No te engañes. Esa manecita sin tiempo que como
una azucena se asoma a la rueda de la vida, tan hermosa, necesita ese largo
dedo corazón tuyo. Mira cómo se aferra al rumor lento y espeso de tu sangre. Tiene
la cintura precisa, y lo abarca tan bien, tan hecho a la horma de sus deditos. El
viejo sarmiento tuyo para sacarla del mar del sueño blanco. No hay mejor noray
donde atarse.
Y es tu
flotador en ese momento de la vida en el que notabas que el tiempo empezaba a
correr, poniéndote alta la insoportable melodía del tic tac del corazón en el
silencio. Y dirás que esa manecita de tu tardía nieta, te da vida. El verla
crecer te hará ganar unos cuantos años al cansancio. Rejuvenecerás un montón cuando
te coja de la mano y te lleve a todos los rincones de su planeta bajito. Su cobijo
es ahora tu mano grande, esa llena de arbolillos de venas, ramajes a punto de
estallar, y en las que te duele posar los ojos como si no fueran tuyas, como si
en ellas empezara mucho antes a medrar huraña la muerte.

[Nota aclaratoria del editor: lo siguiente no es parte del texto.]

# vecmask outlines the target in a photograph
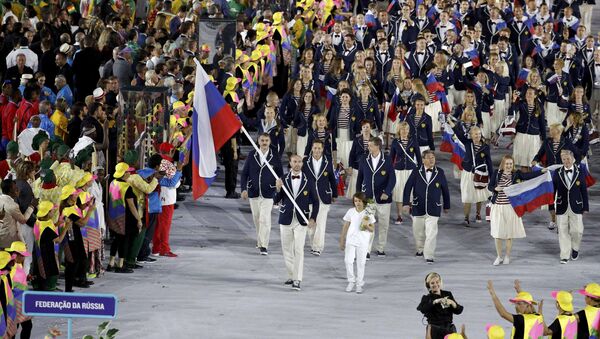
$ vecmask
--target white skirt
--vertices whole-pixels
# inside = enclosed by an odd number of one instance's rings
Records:
[[[406,185],[406,181],[412,173],[412,170],[395,170],[394,172],[396,172],[396,186],[394,186],[392,199],[394,200],[394,202],[402,202],[404,186]]]
[[[481,135],[489,139],[492,136],[492,118],[489,112],[481,112],[481,121],[483,126],[481,127]]]
[[[525,238],[523,220],[517,216],[510,204],[492,204],[490,226],[490,234],[494,239]]]
[[[542,140],[539,135],[517,133],[513,142],[515,166],[530,167],[531,161],[539,151]]]
[[[352,140],[348,139],[348,129],[339,129],[338,137],[335,138],[337,144],[337,162],[341,162],[344,168],[348,168],[348,158],[350,157],[350,150],[352,149]]]
[[[296,142],[298,140],[298,129],[289,127],[285,133],[285,152],[294,153],[296,150]]]
[[[460,174],[460,199],[463,204],[473,204],[477,202],[487,201],[491,195],[487,188],[478,190],[473,184],[475,175],[468,171],[461,171]]]
[[[301,157],[304,157],[304,151],[306,151],[306,144],[308,143],[308,137],[298,136],[298,140],[296,141],[296,154]]]
[[[439,101],[432,102],[425,106],[425,113],[431,117],[431,126],[433,132],[439,132],[442,129],[442,125],[440,124],[439,116],[442,112],[442,103]]]
[[[346,187],[346,198],[352,199],[354,193],[356,193],[356,178],[358,177],[358,170],[352,169],[352,175],[348,180],[348,186]]]
[[[492,132],[496,132],[502,122],[504,122],[504,118],[506,118],[507,114],[507,106],[506,100],[494,100],[494,115],[492,116]]]
[[[548,126],[552,124],[562,124],[566,116],[567,113],[561,111],[558,108],[558,104],[553,102],[546,103],[546,124],[548,124]]]

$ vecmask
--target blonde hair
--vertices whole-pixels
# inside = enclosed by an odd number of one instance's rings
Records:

Pero no te engañes, esa manecita que ahora te
busca, no es la tuya, no te salva. Te parecerá que dura una eternidad, pero en
un suspiro se te acaba.
Y de pronto, ya estás solo y torpe para vivir
sin molestar. Quizá ya habites en una casa grande llena de paredes sin recuerdos,
despertando cada amanecer al mismo agrio olor, con el cansancio pegado a la
piel, y con el único aliciente de mirar sin pestañear la puerta, esperando se
abra a la vez que tu mejor sonrisa. Pero pena que aún te sostenga un molesto hilo
de lucidez, porque te recuerda a ti mismo cruzando los domingos (la vida es ver
volver) ese mismo portón de madera.
Y esa pasajera
mano, la que más recuerdas por ser la última, vendrá a verte, pero, ¿ves cómo no
es la que te salva? Ya no necesita todo el tiempo la tuya, la huérfana tuya.
¿No comprarías una con palma y dorso que te
diera las caricias? ¿Que fuera el bastón de tu torpeza, la gasa limpia de tu
llaga? ¿Una mano de esas de andén o del puerto de las que se quedan
siempre a lo lejos como una bandera al viento esperándote, y que no te abandonara
nunca? ¿Una mano que una noche corriera lentamente la sábana blanca de tu
último sueño?
Hay un diario de una soldado de la edad
dorada, que leo cada noche en su espalda vencida. Lo acompaña mi dedo para no perderme
en sus renglones torcidos. Un diario que habla de soledad y ternura, de desdenes
hirientes, de batallas perdidas, de encontrar en las cuatro paredes alquiladas,
escondidos sollozos de madrugada.
“¿Sabes, Rubén? Le he llamado hoy corriendo, pero
corriendo. Hasta temblaban mis dedos en el teclado del teléfono, y me ha dicho
que todavía no podía venir. Perdón, pero se está muriendo su madre, le dije. Y
mientras acababa sus asuntos, como un bebé me ha cogido el dedo corazón…"
Que no te engañen. Que no te olviden.